Borne out of the legacy champagne brand’s partnership with the Golden Globes, the Moët Moments Film Festival has taken place during the Tribeca Film Festival since 2016. In addition to participation in one of Hollywood’s top festivals, the prize offers emerging filmmakers the opportunity to hobnob with industry professionals; Joining Dern and Lourd, a panel of all-female judges including producer Leslie Urdang and Anke Hoffman of the Hollywood Foreign Press Association bestowed top honors on two films this year: “You Deserve It” by Angelita Mendoza and “Bout” by Aubrey Smyth.

And while Lourd may have a strong familial connection to the Golden Globes (her aunt Joely Fisher served as Miss Golden Globes in 1992, and the show’s in-memoriam to mom and grandmother Carrie Fisher and Debbie Reynolds was a standout of last year’s ceremony) the 25-year-old was surprised by the offer to come aboard the festival. “I was completely shocked because I’ve never done anything like it,” she says, but adds that she jumped at the chance to channel one of her childhood obsessions. “I saw myself as a Randy Jackson on the original American Idol; I wanted to be the one who’s nice but also offers constructive criticism. And to say “dawg” all the time.”

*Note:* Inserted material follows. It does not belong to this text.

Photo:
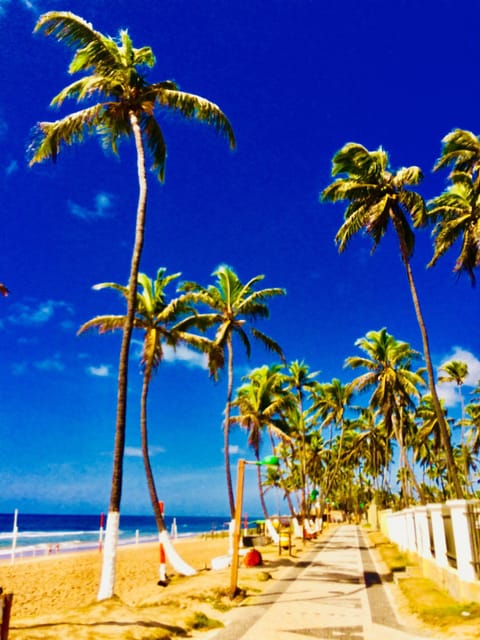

Lourd’s judging qualifications don’t end there. Long before acting in action-horror romps like Scream Queens and American Horror Story, Lourd was doing her own stunts in childhood home movies. “I was always making Jackass-style movies of me and my friends like zip-lining or rolling down hills. And then we’d do like an interview segment, like, ‘How did you feel about that?” she recalls. “Yes, people did get hurt. There were a lot of injuries. There was a broken ankle. Don’t judge me.”

While her zip-lining days may be behind her, Lourd’s current outlook on life echoes the “carpe diem” message behind the Moët Moments festival. “As the prophet Drake once said, YOLO,” she laughs. “It sounds stupid but I’m serious—I really try to enjoy every day to the fullest. I’m raising a glass to life every day.”